Andrea Ghez, an Aspen Center for Physics member, wins Nobel Prize for work with black holes
Long has it been theorized that the center of the Milky Way Galaxy is home to a supermassive black hole. Now, after decades of exhaustive research, there is finally substantial proof of its existence and Andrea Ghez had a lot to do with finding those answers.
Ghez, an astronomy professor at UCLA and a general member of the Aspen Center for Physics, earlier this month was awarded a Nobel Prize for her work, which she shared with Reinhard Genzel and Roger Penrose. Ghez is only the fourth woman to have ever won the Nobel for physics, first awarded in 1901.
“I’m thrilled that the Nobel committee recognized the work. This has been a long project that has required a tremendous amount of dedication,” Ghez told The Aspen Times last week. “I’m excited going forward because there are a lot of opportunities associated with receiving a prize like this. We have so much more to do, and I’m hoping this will enable us to go forward more boldly.”
Ghez, 55, has long been a familiar name around the Aspen Center for Physics, a nonprofit launched in 1962 that seeks to bring the best minds in the world together for collaboration and innovation. She’s talked at a handful of Aspen events over the years, and like so many, has a soft spot for the small mountain town that has quietly hosted dozens of Nobel laureates over the decades.
Now, because of the award, her standing within the organization will likely be a bit different, as will a lot else.
“Her whole life is now changed,” said Karin Rabe, the Aspen Center for Physics board chair and a former center president, about Ghez winning a Nobel Prize. Rabe is a computational materials physicist at Rutgers. “She’s an amazing person and of course everyone involved with the center is very thrilled and excited for her that her work is being recognized this way.”
The prestigious Nobel Prize for physics, which is awarded annually and comes with a substantial financial payout, was shared among the three scientists this year. Penrose, one of the most established physicists of our time and known for his early work with the late Stephen Hawking, won half of the award. Ghez and Genzel shared the other half “for the discovery of a supermassive compact object at the centre of our galaxy,” according to the Nobel Prize’s news release.
Most of Ghez’s work was done at the W.M. Keck Observatory in Hawaii, where she used a near infrared camera (NIRC) and adaptive optics (AO) to observe Sagittarius A*, the name of what is believed to be the supermassive black hole at the center of our galaxy.
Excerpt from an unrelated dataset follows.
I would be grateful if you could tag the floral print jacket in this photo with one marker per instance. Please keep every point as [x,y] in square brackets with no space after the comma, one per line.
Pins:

“That gives us the best evidence for supermassive black holes, but it also creates a wonderful laboratory for understanding the physics and the astrophysics of black holes,” Ghez said. “It’s right in our backyard and we had the opportunity to study it in far more detail than we can study any other candidate supermassive black hole.”
While Ghez and Genzel found ample proof of the black hole’s existence at the center of the Milky Way — increasing “the evidence by a factor of 10 million,” per Ghez — their research also created more new answers than they maybe had before. The Nobel Prize hardly means an end to their work.
”We’ve discovered an environment around the black hole that is inconsistent with most of the theories for what you should expect around a supermassive black hole,” Ghez said. “In fact, we’ve opened more questions than answers. In a sense, there is so much to do in terms of understanding these unexpected results, including why we see young stars where in fact the theory suggests star formation shouldn’t be able to proceed near a supermassive black hole.”
Ghez’s role with the Aspen Center for Physics is likely to take a more honorary title going forward. While she has been very hands-on in the past, Rabe said her newfound stardom as a Nobel Prize winner will give Ghez a higher standing of sorts within the local organization.
“We try not to make them do too much of the boring work,” Rabe said of Nobel laureates, “but just have them be available for their scientific expertise and side consultation and try to respect the fact there are a lot of demands on their time.”
As far as becoming only the fourth woman to win the Nobel Prize in physics, Ghez sees this as nearly as important as the research itself. The first woman to win the award in physics was Marie Curie in 1903 — she also won a Nobel Prize for chemistry in 1911 — while another woman wouldn’t win the physics prize until Maria Goeppert Mayer shared it in 1963.
The third woman to win was Canada’s Donna Strickland in 2018. She shared the prize with Gerard Mourou and Arthur Ashkin for their work with lasers. Then came Ghez, the second woman to win the Nobel for physics in a three-year span, 57 years after Goeppert Mayer and 117 years after Curie.
“I’m delighted to be part of the social progress that is being made. It’s never as fast as we want it, but it’s great to be part of the change,” Ghez said. “It makes such a big difference for young women to see people who look like them as role models. I’ve for a long time been very interested in encouraging young girls and just general public engagement in science, which is part of why I’ve agreed to do the public talks in Aspen. The best thing you can do is just be visible.”